Inflation Drives Market Rating Decline
In June 2024, the broader economy significantly impacted the collector car market. Monthly inflation reached 0.9%—the highest single-month reading since summer 2022—pushing the Hagerty Market Rating down by 0.11 points to 58.9.
For the past 15 months, the Market Rating has hovered between 58 and 61, lingering in the upper range of the "flat market" (50–60) territory. However, the Hagerty Market Index, an open-ended, stock-market-style version of the Market Rating, rose by 0.91 points this month—the largest single-month increase in over three years.
The divergence stems from how the Market Rating penalizes high inflation more severely than the Market Index, which tracks raw numbers. Inflation adjustments in the Market Rating evaluate sale prices, meaning a sudden inflation spike makes already-soft market performance appear worse.
Auction and Private Sales Paint a Weak Picture
The Auction Median Sale Price fell another 0.71 points to a record low of $14.67 (adjusted for inflation). While nominal prices rose slightly from $26,513 to $26,565—a 0.2% increase—this growth was overshadowed by 0.9% inflation. The metric measures whether typical auction cars keep pace with the dollar’s buying power, and the recent decline extends a troubling trend.

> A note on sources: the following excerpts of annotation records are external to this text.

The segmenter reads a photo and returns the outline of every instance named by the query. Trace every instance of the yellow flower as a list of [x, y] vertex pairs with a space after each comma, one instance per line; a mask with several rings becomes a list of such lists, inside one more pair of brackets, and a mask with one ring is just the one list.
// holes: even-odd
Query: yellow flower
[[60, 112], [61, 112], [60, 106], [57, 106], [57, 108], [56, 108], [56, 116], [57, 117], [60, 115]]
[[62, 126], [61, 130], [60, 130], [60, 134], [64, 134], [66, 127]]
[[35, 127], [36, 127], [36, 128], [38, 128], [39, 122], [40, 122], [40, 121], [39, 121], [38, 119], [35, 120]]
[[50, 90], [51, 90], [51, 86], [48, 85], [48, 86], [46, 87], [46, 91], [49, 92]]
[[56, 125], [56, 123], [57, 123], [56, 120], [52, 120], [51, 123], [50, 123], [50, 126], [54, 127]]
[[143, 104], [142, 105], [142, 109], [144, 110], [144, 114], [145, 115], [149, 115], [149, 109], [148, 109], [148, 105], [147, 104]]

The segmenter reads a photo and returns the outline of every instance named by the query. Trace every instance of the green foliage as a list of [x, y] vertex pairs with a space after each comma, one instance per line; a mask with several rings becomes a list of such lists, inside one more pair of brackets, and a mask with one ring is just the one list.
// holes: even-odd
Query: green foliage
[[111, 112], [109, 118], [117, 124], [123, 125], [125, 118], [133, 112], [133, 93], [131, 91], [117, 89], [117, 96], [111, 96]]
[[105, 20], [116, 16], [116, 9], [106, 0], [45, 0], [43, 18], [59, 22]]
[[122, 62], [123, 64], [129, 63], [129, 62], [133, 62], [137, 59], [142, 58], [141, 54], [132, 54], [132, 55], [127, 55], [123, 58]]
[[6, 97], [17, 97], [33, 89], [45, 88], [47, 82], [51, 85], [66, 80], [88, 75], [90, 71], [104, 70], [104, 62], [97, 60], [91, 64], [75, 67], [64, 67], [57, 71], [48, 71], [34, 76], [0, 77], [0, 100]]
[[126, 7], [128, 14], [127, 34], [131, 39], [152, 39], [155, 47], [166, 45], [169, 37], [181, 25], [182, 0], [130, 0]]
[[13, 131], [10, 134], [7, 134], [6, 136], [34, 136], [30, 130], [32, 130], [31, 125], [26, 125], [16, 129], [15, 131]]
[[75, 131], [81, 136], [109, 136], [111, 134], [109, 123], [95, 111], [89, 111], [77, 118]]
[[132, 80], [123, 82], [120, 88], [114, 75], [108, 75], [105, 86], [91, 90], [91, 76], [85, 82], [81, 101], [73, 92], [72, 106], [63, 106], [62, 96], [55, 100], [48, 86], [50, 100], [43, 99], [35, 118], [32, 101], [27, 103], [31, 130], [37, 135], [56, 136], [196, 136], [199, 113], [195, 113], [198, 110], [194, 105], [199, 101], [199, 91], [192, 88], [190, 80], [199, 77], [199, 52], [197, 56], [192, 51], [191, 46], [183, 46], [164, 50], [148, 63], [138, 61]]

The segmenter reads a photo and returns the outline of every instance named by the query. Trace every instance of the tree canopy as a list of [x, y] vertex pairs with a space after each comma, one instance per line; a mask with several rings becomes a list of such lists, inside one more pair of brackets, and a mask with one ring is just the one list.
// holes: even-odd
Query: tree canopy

Conversely, the Count of Cars climbed by 1.16 points to its best reading since December 2023, lifting the combined Auction Activity metric to 54.82—a 0.22-point increase. More cars are selling, but they’re fetching lower real-term prices.
Private sales activity tells an even weaker story. Private Sales Activity dropped 1.2 points to 63.7—the lowest reading since summer 2021. Collectors trading among themselves are doing so at lower prices, with only 35.2% of sales exceeding insured value—the second-lowest ratio in over four years. Since private transactions dominate the market, this persistent softness suggests broad-based weakness.
Top-Tier Market Holds Steady Amid Broader Decline
Earlier this month, the Hagerty Price Guide update revealed mixed trends across vehicle tiers. The high-end supercar segment continues to outperform, with values for many top-tier models doubling in the last few months. This lifted the Average Condition #3 Value by 1.03%, outpacing inflation.